Some things are too big to store on the stack and you need them in the heap. Those two words may be gibberish right now but it gives you a new thing to learn.
My advice is to learn pure C and make a few small programs with it. You'll see very soon why pointers are necessary.
There are things you'll want to do that will eventually require pointers. For example, as soon as you want a type that contains a reference that could be rebound, you need a pointer.
If you want to implement polymorphism you'll need pointers. If you instead want type erasure, you'll need pointers to implement your type erasure container.
Sure it's possible to implement a lot without pointers, but the code will be harder to write and will probably be slower.
Ton of thanks for all the replies and examples. Some of it is over my head at the moment but most of it has shed some light none of the self-teach material has gotten into, I appreciate that.
Letting this all sink then hitting the books again!
A really simple way you can look at pointers is like this: every time you want to see my house, I could rebuild a complete copy of my house for you, but wouldn’t it be easier if I could give you a note with my house’s address so you could just visit it there?
In the second example, the note is an analogy for a pointer.
Something else that people haven't touched on yet is dynamic memory allocation. Whenever you create a new object you'll need a reference to it. That reference is a pointer.
Pointers also allow you to do fun and dangerous things like casting between types!
For example, if you're implementing your own memory allocator, at the base level your allocator only really cares about how many bytes are being requested (along with alignment, offset, other things) so you'd probably just implement it to return a char*, u8*, or void* pointing to the blob of memory you allocated with new, malloc, or whatever scheme you've cooked up. The calling code or higher level allocator code could then cast it to the actual type
Hi OP, pointers are very powerful. You’ve already seen some responses to your question about why/when to use it, but there’s another cool trick I like to do with pointers. Namely, data hiding with opaque pointers (an application of type erasure). Especially in library code where I don’t want to introduce too many includes in the consuming application, I will hide data and implementation using the pimpl idiom. Another great use case for pointers.
You need pointers to implement low-level stuff or for example containers. Sometimes you really just need the memory address itself e.g. for MMIO. That said, much of the stuff is implemented for you by the standard library and you do not usually need to directly use the pointers. That might change in embedded space.
Shared ownedship is another part where (reference-counted) pointers are useful. std::shared_ptr
is this. I would generally say that shared ownedship in itself is much harder to reason than non-shared, but there are situations where you really want shared ownership.
Pointers in general shouldn't be your go-to tool. They are easy to mess up with, and memory errors are annoying to debug. And in my experience people who are overconfident in their use are the ones writing the worst security holes and incomprehensible interfaces. (Though those overconfident people with their BS keep me in business, so there's that.)

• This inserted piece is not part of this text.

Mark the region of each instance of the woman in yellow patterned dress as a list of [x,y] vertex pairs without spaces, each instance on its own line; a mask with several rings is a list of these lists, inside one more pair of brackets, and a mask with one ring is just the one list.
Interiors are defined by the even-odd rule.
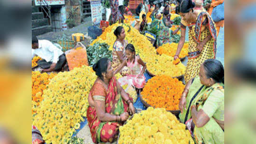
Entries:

All that said, I wouldn't even teach pointers and raw memory stuff in the C++ intro course if I didn't know it comes up so often in job interviews.
One thing to remember is that arrays are just pointers under the hood. Even if you don't use them directly, or are always using smart pointers like std::shared_ptr<T>
, they're still there.
For example, accessing the following array:
int foo[3] = {1, 2, 3};
// foo is identical to int*, except the type contains a size
foo[1] == 2;
*(foo + 1) == 2;
Realistically in modern C++ you could likely avoid raw pointers entirely. C++ references cover a ton of the pointer use cases. I'd say the main goal is to prevent data from being copied around needlessly, since that takes more time and memory bandwidth.
I haven't used pointers for a long time, I only use smart pointers nowadays. As for your question: just changing the variable/replacing what’s already at the memory address, the answer is also "sometimes you can't" because some objects cannot be cloned or duplicated like sockets or threads.
It doesn’t “forward to”, it is a way to say “ehi, this data X is located at …”
Imagine having a big large data structure that takes up a lot of space. You have to pass it a function to perform some operations, but if pointers didn’t exist you would have to clone those data - which is expensive memory wise and probably time wise to. So instead of wasting either space or time, you simply pass a memory address to that data and using it you can access the original data.
Obviously if you have primitive data structures, such as integers, or that you know that aren’t expensive to clone, you can simply pass by value and call it a day (somewhere on learncpp theee is a very nice explanation of all of this)
I’ll be searching learnccp for your reference. Thanks! Also huge thanks to everyone who keeps pouring the knowledge in! You guys rock!
I’ll be searching learnccp for your reference
I have never used the learncpp site, IMHO you should use https://en.cppreference.com/w/ which is written by a guy that is really invested in the language.
IMHO pointers (raw or smart) are barely necessary in modern C++. In many cases, references and standard library classes like std::vector
do whatever pointers do, but without the manual memory management. I use pointers for interacting with C libraries and in HIP/CUDA. In "pure" C++ the only thing that comes to mind is storing objects of different derived classes in a vector.